Almost AIME

Algebra Level 2

$\large \frac{4}{\big(\sqrt{5} + 1\big)\big(\sqrt[4]{5} + 1\big)\big(\sqrt[8]{5} + 1\big)\big(\sqrt[16]{5} + 1\big)}$

If the above expression is equal to $x$ , find the value of $(x+1)^{64}$ .

The answer is 625.

4 solutions

Alan Yan
Oct 4, 2015

Pretty straightforward.

$x = \frac{4(\sqrt[16]{5} - 1)}{(\sqrt{5}+1)(\sqrt[4]{5}+1)(\sqrt[8]{5}+1)(\sqrt[16]{5}+1)(\sqrt[16]{5} - 1)}$ $= \frac{4(\sqrt[16]{5} - 1)}{4} = \sqrt[16]{5} - 1$ $x + 1 = \sqrt[16]{5} \implies (x+1)^{64} = 5^4 = \boxed{625}$

This is the best solution

Umang Chudasma - 5 years, 7 months ago

can you do the bottom part with more steps, i meab how does that equal to 4

Asad Jawaid - 4 years, 4 months ago

Four applications of difference of squares.

Scott Bartholomew - 2 years, 8 months ago

i kinda dont understand how did you get the denominator "4" with its prev expression :(

Angelo Querubin - 5 years, 1 month ago

Consecutively multiplying from right to left, because $(\sqrt[2n]{5}+1)(\sqrt[2n]{5}-1)=\sqrt[n]{5}-1$

Sergi Porter - 5 years ago

well done - once I figured out the math in the denominator!

Mick Martucci - 4 years, 3 months ago

Skips way too many steps just to get to the first statement

Lyndon Lyndon - 4 years, 2 months ago

Yeah I agree.

Ryan Webb - 4 years, 1 month ago

Nice problem.

Trevor Arashiro - 5 years, 6 months ago

Best usage of conjugates trick I've ever seen

Alessandro Bellia - 4 years, 8 months ago

Brilliant!

Sin Ting Li - 4 years, 8 months ago

Yeah me too

Divyanshu Mehta - 4 years, 5 months ago

Good usage of conjugate and identites

Raj Bunsha - 4 years, 3 months ago

Wow ..too good bro

Kshitize Thakur - 3 years, 11 months ago

If you put some effort into doing the computation required, you will see why the missing steps are trivial, almost superfluous

Doug Reiss - 3 years, 9 months ago

To explain the second step, remember that $(a+b)(a-b)=a^2-b^2$ , so the last two binomials become $(\sqrt[16]{5})^2 - 1^2 = \sqrt[8]{5}-1$ . The same rule can be applied to the next binomial, and then to the next until we are left with $(\sqrt{5}+1)(\sqrt{5}-1)=(\sqrt{5})^2-1^2=5-1=4$ . And with relative ease, the denominator simplifies to 4.

Zain Majumder - 3 years, 8 months ago

Elegance and beauty of mathematics....

Anubhav Mahapatra - 3 years, 6 months ago

Kris Hauchecorne
Dec 28, 2016

I'm afraid my solution isn't as elegant as Alan Yan's, but still, her it is:

but it is a good try, be happy and there is always room for important

Asad Jawaid - 4 years, 4 months ago

By far, the superior solution.
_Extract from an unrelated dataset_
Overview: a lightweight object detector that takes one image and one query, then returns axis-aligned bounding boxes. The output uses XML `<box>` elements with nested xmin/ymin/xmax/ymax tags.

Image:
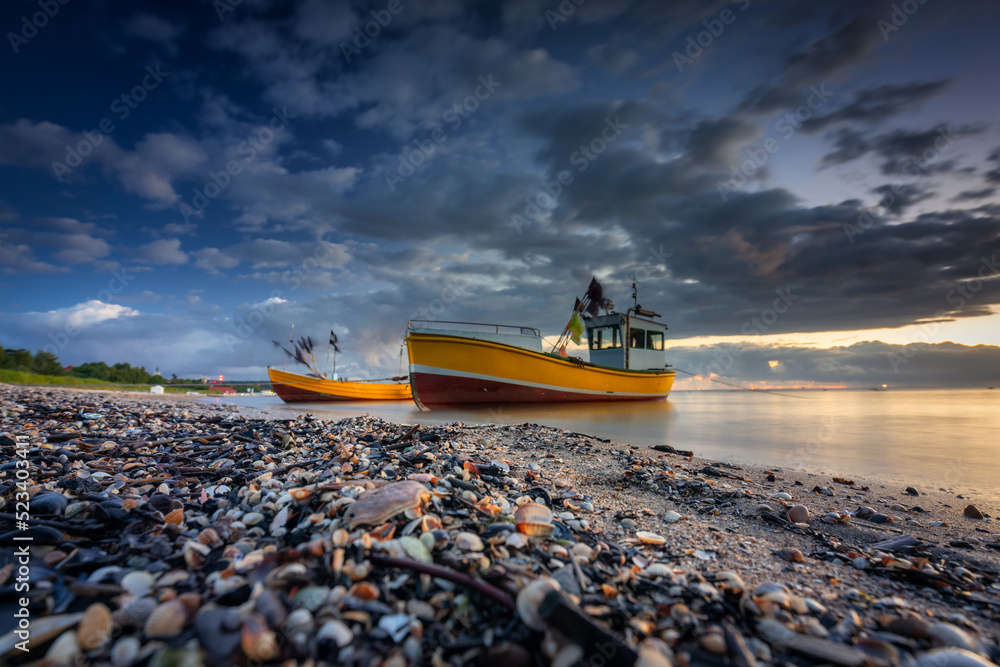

Remembering the formula for the sum of this series is helps. Nice job Kris. Thanks.

Lyndon Lyndon - 4 years, 2 months ago

What is the formula for the sum of this series in full?

Glyn Jones - 3 years, 10 months ago

It is good to see an alternate path, but it requires some thought to agree that all the coefficients are one for multiplying out D.

Doug Reiss - 3 years, 9 months ago

A Former Brilliant Member
Mar 10, 2017

i thought mine was the only method but there are others(although basically same)................ write $\large 4=5-1$ then use identity $a^{2}-b^{2}$ = $(a+b)(a-b)$ , i would call it simple and elegant too.... $\large \ddot \smile$

Asad Jawaid
Jan 28, 2017

Good problem bro! :+1:

Ankush Moger - 4 years, 4 months ago

Almost AIME

The answer is 625.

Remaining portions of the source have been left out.